4.10.11

A Cidade e as Serras

Dentro, na «nossa sala», ambos nos sentamos nos poiais da janela, contemplando o doce sossego crepuscular que lentamente se estabelecia sobre vale e monte. No alto tremeluzia uma estrelinha, a Vénus diamantina, lânguida anunciadora da noite e dos seus contentamentos. Jacinto nunca considerara demoradamente aquela estrela, de amorosa refulgência, que perpetua no nosso Céu católico a memória da deusa incomparável - nem assistira jamais, com alma atenta, ao majestoso adormecer da Natureza. E este enegrecimento dos montes que se embuçam em sombra; os arvoredos emudecendo, cansados de sussurrar; o rebrilho dos casais mansamente apagado; o cobertor de névoa, sob que se acama e agasalha a frialdade dos vales; um toque sonolento de sino que rola pelas quebradas; o segredado cochichar das águas e das relvas escuras - eram para ele como iniciações. Daquela janela, aberta sobre as serras, entrevia uma outra vida, que não anda somente cheia do Homem e do tumulto da sua obra. E senti o meu amigo suspirar como quem enfim descansa.

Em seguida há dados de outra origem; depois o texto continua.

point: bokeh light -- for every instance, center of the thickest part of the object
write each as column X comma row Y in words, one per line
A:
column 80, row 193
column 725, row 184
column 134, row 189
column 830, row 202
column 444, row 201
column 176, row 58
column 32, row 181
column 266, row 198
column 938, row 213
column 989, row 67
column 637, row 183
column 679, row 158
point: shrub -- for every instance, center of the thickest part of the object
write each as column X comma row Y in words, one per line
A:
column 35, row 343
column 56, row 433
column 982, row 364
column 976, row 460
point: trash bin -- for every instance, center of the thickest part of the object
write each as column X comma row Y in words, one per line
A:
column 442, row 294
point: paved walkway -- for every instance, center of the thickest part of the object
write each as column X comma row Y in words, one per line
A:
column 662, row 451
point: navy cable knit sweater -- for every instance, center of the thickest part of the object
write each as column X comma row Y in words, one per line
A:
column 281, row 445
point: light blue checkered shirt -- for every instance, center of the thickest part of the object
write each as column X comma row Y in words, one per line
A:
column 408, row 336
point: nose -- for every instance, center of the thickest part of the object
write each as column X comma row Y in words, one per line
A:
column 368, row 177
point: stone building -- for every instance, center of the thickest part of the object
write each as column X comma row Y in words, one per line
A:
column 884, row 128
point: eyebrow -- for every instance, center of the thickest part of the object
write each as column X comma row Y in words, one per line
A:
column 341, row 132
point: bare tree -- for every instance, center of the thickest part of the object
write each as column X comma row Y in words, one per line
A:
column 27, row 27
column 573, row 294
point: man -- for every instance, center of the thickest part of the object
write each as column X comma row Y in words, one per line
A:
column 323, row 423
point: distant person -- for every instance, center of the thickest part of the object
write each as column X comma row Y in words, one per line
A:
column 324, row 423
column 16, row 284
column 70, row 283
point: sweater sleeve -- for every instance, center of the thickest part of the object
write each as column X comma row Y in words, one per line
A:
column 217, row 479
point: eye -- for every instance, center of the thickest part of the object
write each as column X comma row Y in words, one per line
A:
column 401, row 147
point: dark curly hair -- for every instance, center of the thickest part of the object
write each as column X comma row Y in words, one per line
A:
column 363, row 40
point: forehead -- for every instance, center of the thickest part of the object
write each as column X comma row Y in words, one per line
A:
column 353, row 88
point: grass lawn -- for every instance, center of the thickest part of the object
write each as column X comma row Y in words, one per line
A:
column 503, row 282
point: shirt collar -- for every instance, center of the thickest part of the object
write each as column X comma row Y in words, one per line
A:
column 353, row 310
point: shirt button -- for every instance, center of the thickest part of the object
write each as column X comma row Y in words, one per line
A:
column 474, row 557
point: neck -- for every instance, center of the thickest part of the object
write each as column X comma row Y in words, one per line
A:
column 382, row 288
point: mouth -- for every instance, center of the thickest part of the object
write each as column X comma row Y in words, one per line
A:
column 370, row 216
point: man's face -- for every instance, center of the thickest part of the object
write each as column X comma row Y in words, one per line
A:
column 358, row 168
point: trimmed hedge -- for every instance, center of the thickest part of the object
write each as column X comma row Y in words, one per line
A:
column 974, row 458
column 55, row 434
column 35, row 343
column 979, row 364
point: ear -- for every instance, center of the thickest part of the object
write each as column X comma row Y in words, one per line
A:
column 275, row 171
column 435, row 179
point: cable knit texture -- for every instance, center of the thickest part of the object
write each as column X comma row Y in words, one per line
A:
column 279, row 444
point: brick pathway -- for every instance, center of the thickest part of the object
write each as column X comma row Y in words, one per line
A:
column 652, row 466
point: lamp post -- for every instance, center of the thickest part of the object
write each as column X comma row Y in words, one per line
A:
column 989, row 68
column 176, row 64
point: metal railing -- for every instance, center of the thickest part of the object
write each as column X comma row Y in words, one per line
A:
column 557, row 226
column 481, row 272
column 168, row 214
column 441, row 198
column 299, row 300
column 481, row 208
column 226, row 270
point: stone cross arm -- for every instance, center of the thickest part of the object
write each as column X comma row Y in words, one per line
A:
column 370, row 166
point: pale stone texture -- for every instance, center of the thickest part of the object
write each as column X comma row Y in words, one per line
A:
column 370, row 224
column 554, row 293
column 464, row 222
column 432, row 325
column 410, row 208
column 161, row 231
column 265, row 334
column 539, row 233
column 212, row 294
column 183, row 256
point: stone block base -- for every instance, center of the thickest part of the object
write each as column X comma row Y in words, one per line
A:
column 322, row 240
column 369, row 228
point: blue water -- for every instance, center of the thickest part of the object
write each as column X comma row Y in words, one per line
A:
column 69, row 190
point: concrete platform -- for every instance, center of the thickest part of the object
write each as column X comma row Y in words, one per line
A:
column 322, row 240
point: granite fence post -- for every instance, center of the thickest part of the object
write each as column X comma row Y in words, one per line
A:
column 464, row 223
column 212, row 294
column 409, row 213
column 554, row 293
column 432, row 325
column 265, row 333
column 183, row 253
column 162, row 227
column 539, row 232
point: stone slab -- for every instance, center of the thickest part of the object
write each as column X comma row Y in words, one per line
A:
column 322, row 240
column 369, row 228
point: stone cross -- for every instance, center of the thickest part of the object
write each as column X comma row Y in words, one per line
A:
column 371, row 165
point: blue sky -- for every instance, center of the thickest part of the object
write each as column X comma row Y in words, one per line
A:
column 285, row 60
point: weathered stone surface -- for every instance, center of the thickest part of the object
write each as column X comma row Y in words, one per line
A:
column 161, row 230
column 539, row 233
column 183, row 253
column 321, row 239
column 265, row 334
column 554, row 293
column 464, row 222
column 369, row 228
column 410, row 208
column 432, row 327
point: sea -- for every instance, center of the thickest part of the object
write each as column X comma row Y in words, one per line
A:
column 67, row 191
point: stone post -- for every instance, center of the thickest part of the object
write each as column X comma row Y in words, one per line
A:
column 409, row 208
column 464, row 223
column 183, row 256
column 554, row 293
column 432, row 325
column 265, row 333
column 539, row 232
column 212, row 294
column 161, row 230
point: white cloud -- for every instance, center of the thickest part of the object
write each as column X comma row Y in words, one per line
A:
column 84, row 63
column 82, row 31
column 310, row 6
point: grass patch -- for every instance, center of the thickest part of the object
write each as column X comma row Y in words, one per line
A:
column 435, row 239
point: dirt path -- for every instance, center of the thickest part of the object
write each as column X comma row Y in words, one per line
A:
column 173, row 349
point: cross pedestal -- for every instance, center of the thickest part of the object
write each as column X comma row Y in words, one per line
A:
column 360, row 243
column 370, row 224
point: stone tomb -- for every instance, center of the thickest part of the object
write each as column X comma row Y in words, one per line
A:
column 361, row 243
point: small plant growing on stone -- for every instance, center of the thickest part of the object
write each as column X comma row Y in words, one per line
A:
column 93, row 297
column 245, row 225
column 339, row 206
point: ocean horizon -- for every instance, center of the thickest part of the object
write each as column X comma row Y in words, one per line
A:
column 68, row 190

Queirós, Eça de, A Cidade e as Serras, Planeta de Agostini, Lisboa, págs. 132-133

E é deste despertar para a Natureza que me recordo sempre que acordo com as rolas. É desta ligação que nos esquecemos, sempre que a luz das nossas casas apaga a luz das estrelas e da lua. É nesta comunhão que me reencontro e sou feliz. Que pena não poder beber água da fonte como o Jacinto.